LSPC performs constrained reward optimization to maintain a balance between rewards and safety. However, it raises concerns about whether the optimization in the latent space will remain valid for actions not encountered during training. The paper lacks guarantees that the policy will behave appropriately for out-of-distribution state-action pairs.
KL divergence-based safety assurance

While safety is ensured by minimizing the Kullback-Leibler (KL) divergence between the learned policy and behavior policy, subtle behavioral differences, even with small divergences, could lead to significant risks in complex environments. Theoretical minimization of KL divergence may not fully capture all possible real-world scenarios.

Experimental Concerns

Gap between simulation and real-world environments

The paper evaluates performance primarily in simulated environments. However, simulations may not fully account for real-world uncertainties, such as noise, sensor errors, or dynamic changes. This gap poses a risk that LSPC’s safety and performance may fall short in real-world applications.
Dataset limitations and bias

Since LSPC relies on static datasets, there is a risk that the policy will not perform well in situations not included in the dataset. Furthermore, if the training data is biased toward specific patterns, the policy may make incorrect decisions.
Interpretation of safety-performance trade-offs

While the paper claims to maintain a balance between safety and rewards, it may not have thoroughly analyzed cases where this balance breaks down. For example, certain tasks may allow minor safety violations to achieve higher rewards, but the paper lacks a clear discussion of these scenarios.
Stability of optimization

The complex optimization process involving CVAE and implicit Q-learning can lead to convergence issues, resulting in unstable learning or local optima. The paper does not provide adequate solutions to address these potential issues.

Comprehensive Concerns

Are the safety constraints in the latent space sufficient? It remains unclear whether CVAE can effectively capture all necessary safety constraints.
Lack of generalization to real-world scenarios: Reliance on static datasets raises concerns about performance degradation in new situations.
Trade-offs between safety and performance: While the framework claims to balance safety and rewards, it may fail to guarantee absolute safety in specific scenarios.
Complexity of the optimization process: Additional analysis is required to address potential convergence issues and instability during learning.

These concerns highlight important considerations for evaluating the applicability and reliability of LSPC. Future research should focus on validating its generalization performance in real-world environments and ensuring that the balance between safety and rewards is consistently maintained across various scenarios.

评论- Response to the reviewer Qh7M's comments (continued)

2024-11-20

Experimental Concerns

Gap between simulation and real-world application

We acknowledge that simulations may not fully capture real-world uncertainties and could impact the performance of LSPC and any other reinforcement learning method in practical applications.
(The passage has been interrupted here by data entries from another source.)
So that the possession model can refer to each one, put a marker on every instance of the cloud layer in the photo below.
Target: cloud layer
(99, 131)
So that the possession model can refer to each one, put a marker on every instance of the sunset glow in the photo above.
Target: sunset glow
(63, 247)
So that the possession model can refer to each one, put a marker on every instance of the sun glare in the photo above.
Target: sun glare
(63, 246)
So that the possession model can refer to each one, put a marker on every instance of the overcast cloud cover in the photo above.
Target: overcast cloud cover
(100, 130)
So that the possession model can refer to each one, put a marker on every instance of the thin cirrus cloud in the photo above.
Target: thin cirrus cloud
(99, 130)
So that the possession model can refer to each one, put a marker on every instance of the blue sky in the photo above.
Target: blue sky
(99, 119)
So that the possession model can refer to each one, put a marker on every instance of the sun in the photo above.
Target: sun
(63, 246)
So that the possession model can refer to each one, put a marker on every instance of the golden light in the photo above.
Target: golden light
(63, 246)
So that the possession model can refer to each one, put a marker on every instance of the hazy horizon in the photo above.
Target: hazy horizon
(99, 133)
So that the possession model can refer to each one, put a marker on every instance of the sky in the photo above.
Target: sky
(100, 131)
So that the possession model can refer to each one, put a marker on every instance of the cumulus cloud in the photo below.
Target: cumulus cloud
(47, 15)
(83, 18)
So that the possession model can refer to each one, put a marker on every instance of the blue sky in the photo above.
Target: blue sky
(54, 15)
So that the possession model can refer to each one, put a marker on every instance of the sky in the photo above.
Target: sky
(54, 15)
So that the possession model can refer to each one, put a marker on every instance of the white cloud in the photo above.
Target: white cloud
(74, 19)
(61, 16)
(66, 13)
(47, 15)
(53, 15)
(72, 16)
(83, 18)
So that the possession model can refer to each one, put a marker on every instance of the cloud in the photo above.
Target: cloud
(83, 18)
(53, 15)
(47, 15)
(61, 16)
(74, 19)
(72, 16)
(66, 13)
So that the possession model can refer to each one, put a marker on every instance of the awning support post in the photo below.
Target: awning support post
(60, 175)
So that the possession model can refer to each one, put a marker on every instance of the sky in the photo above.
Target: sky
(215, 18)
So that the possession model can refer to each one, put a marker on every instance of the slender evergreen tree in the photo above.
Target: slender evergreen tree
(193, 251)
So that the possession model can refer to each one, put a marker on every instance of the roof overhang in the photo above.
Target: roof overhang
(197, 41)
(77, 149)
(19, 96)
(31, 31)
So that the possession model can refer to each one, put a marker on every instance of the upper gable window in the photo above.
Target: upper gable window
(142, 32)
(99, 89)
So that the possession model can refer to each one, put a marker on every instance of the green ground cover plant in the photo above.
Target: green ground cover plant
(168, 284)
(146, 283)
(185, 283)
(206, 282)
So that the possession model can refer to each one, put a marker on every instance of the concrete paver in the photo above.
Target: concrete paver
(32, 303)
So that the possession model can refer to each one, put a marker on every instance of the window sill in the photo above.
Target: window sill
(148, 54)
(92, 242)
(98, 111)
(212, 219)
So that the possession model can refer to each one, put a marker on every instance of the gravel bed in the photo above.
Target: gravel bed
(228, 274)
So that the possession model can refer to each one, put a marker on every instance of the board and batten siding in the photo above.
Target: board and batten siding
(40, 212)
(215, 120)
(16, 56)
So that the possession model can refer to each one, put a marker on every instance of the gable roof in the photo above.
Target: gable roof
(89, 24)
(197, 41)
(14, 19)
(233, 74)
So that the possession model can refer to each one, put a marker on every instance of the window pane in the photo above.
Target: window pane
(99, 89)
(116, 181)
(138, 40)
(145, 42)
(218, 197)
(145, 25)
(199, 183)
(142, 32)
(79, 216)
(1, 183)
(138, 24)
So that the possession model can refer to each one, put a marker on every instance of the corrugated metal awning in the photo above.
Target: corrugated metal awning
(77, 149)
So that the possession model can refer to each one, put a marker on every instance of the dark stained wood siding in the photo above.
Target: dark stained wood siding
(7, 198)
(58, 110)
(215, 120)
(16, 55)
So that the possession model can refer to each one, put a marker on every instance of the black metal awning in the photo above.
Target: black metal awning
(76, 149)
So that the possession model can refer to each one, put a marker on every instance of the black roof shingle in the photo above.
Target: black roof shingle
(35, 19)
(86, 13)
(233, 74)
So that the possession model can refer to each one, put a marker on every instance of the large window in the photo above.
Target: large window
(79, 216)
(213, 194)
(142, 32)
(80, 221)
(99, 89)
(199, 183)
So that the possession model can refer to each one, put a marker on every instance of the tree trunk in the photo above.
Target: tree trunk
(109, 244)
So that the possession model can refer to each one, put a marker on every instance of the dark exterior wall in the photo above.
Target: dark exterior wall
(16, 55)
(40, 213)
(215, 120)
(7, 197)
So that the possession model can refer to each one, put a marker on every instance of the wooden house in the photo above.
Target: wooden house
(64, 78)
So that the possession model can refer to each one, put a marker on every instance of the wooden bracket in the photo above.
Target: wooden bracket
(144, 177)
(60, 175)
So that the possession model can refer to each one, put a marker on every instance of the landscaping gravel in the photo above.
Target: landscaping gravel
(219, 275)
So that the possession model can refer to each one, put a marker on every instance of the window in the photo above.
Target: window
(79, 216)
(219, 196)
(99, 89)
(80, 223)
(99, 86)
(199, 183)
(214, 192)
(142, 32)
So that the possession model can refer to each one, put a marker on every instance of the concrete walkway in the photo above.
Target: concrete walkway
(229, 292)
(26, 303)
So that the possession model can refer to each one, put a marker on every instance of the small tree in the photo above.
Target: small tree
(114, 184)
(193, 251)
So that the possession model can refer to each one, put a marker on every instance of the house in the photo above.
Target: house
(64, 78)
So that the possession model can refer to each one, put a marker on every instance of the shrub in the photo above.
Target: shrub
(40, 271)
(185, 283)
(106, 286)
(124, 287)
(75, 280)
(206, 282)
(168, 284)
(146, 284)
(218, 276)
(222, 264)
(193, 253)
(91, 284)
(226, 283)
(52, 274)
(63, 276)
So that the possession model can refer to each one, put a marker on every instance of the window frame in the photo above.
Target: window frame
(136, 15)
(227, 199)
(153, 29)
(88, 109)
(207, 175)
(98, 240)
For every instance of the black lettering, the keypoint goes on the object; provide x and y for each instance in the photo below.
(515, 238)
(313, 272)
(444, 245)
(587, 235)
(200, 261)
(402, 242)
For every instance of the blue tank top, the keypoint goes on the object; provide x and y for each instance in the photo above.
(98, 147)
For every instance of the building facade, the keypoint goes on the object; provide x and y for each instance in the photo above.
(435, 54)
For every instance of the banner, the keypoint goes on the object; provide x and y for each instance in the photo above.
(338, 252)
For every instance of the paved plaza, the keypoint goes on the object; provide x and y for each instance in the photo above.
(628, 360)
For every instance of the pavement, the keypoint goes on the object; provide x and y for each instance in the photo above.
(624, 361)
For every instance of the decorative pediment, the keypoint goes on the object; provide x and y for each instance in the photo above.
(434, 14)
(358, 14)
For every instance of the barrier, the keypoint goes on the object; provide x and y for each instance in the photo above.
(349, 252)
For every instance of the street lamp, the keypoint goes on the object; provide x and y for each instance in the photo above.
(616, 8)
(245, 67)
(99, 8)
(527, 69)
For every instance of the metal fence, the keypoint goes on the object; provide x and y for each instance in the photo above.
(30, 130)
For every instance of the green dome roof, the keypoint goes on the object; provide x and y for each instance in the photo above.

While our main contribution is a general framework that should be applicable to real datasets as well, we have opted to use established simulated environments for comparison with existing baselines to ensure consistency. We recognize that bridging the sim-to-real gap is indeed a challenge and an active area of research as well.

To extend the learned policy from a simulation environment to a real-world deployment, we can calibrate the simulation environment with prior domain knowledge from a real test-bed or environment such that the learned policy can be more adaptive. Other techniques from sim-to-real literature can also be utilized to ensure the latent space to fully capture real-world safety constraints, which can indeed be an interesting direction. Nevertheless, as noted in the conclusion section as a future work, we are committed to exploring the application of LSPC in real-world settings to validate its effectiveness under various uncertainties and dynamic conditions and testing its potential capabilities in sim-to-real applications.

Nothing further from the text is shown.